[Dialogue] Spong in Germany
KroegerD at aol.com
KroegerD at aol.com
Thu Jan 11 06:33:38 EST 2007
January 10, 2006
A Conversation in Grebenstein, Germany
While on a lecture tour of Europe this winter, we had one stop in
Grebenstein, Germany, that was unique in many ways. No lecture, press conference or
even a meeting with some ecclesiastical leader was scheduled here. We were
simply responding to an invitation from a retired Lutheran pastor, named Gerhard
Klein, who had translated two of my books into German and was working on a
third. He had also lobbied the German publishing industry until one of them,
Patmos Publishing Company of Dusseldorf, bought the rights from Harper-Collins
to bring out Why Christianity Must Change or Die three years ago. It was
Gerhard Klein's translation they published. For a book whose author prior to this
time had never lectured in Germany, it did well. So Patmos Press then accepted
this man's translation of A New Christianity for a New World. It came out
just recently. A third translation of "The Sins of Scripture" is now set for
publication late in 2007. All of this time I had no idea first, that these
negotiations were going on and second, why this man had developed so deep a
fascination for my writing.
Translating a book is an all-consuming task. This is especially true when the
translator has a passion to bring the message of that book to the attention
of his own country. The work that Gerhard had done meant that over the last
three years he had been interacting with my words on a daily basis. It was out
of that experience that he wrote to invite us to come for a visit while I
was in Europe. We accepted his invitation and placed Grebenstein into our
itinerary. While my books have now been translated into almost every European
language (plus Korean and Arabic), I normally do not meet the translators. The
exceptions to this have only been in Sweden and Finland. So while this was an
unusual request, it was one to which I looked forward.

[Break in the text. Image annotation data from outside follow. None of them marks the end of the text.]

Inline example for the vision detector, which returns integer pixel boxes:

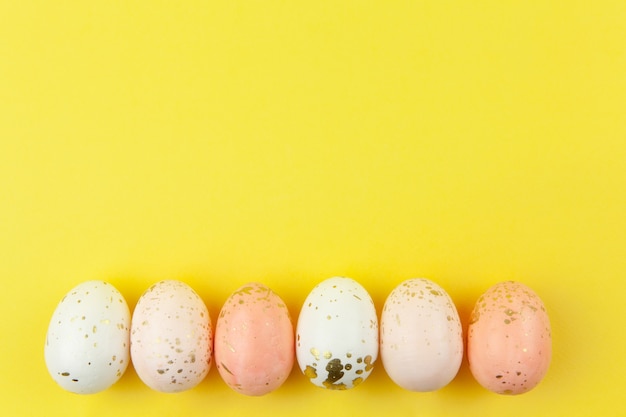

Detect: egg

[296,277,378,390]
[380,278,463,392]
[130,280,213,392]
[467,281,552,395]
[214,283,295,396]
[44,281,130,394]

Gerhard Klein met us at the Frankfurt station after an overnight train ride
from Paris. Since we had no idea what he looked like and perhaps even more
significantly, knew nothing of his life story, we scanned the faces in the crowd
as we came into the terminal. However, because the covers on my books have
my picture on them he knew what I looked like and he made the correct
assumption that the woman who accompanied me off the train was my wife. He and
Christine had exchanged so many e-mails in preparation for this visit that they
thought of each other as old friends. As we stepped off the train he said,
"Christine?" and they embraced and did the continental kiss on each cheek. We then
drove about ten miles out of Frankfurt before stopping at a roadside inn for
breakfast. After a nine hour train ride it was the best cup of coffee I have
ever had. We talked incessantly on this trip in wonderful waves of
self-discovery. Born in 1930, Gerhard was just a lad when Hitler came into power in
Germany. His childhood was spent in war. He knew what it was like to be bombed,
to be separated from his mother and not to know whether or not she had been
killed in a bombing attack. He knew the pain of being loyal to his native
land while deploring its Nazi government. He had watched with horror the
treatment of Jewish people, including those close to his family like his mother's
obstetrician. The Christian Church of Germany split into two groups over
Hitler. One, called the German Church was pro-Hitler. Yes, the Christian Church can
be and has been manipulated into supporting various governments in power.
Political seduction is a heady temptation, but every time leaders of the
Christian Church have tied themselves to a particular political movement they have
been badly used. Read what Billy Graham has to say about Richard Nixon in his
autobiography or, better yet, listen to what Richard Nixon said on his tapes
about Billy Graham. For an even later example read Richard Hu's book about
how the Bush administration treated the religious right, which it courted so
assiduously and served so poorly.
The other part of the German Church became disenfranchised and, in a kind of
government imposed exile, began to call itself "The Confessing Church."
Members of this movement opposed the Hitler regime so totally that some of them
even engaged in a plot to assassinate their Fuhrer. This 1943 plot ended in
failure when someone inadvertently moved the bomb-laden briefcase to the other
side of the table at which Hitler was sitting. For Christians to contemplate
the murder of the head of state is surely either the work of fanatical zealots
or the act of sober men in desperate straits. History alone can make that
judgment. Two of the leaders of this group were pastors, Martin Niemöller and
Dietrich Bonhöeffer. Niemöller spent most of the war in jail under the strange
designation of "Hitler's personal prisoner." Even the Gestapo did not know
how to interpret that designation. Bonhoeffer was an active participant in the
Hitler assassination attempt. When it failed, he was arrested and
incarcerated in a prison camp in Flossenburg. Two weeks before the Allied armies freed
that prison camp, the Nazis hanged him. With his death one of the most
fertile minds of the young generation of World War II Christian thinkers was
silenced for ever, leaving us with only nuggets to contemplate of what his future
might have been. It was Bonhoeffer who called for something he referred to as
"Religionless Christianity." My own quest to discover what I have called
"Jesus for the Non-Religious" is deeply rooted in his thought. Bonhoeffer was
terribly important to Gerhard Klein, for he saw in him one who could be deeply
German and militantly anti-Hitler at the same time. That helped heal the wound
that World War II produced in this young man's soul.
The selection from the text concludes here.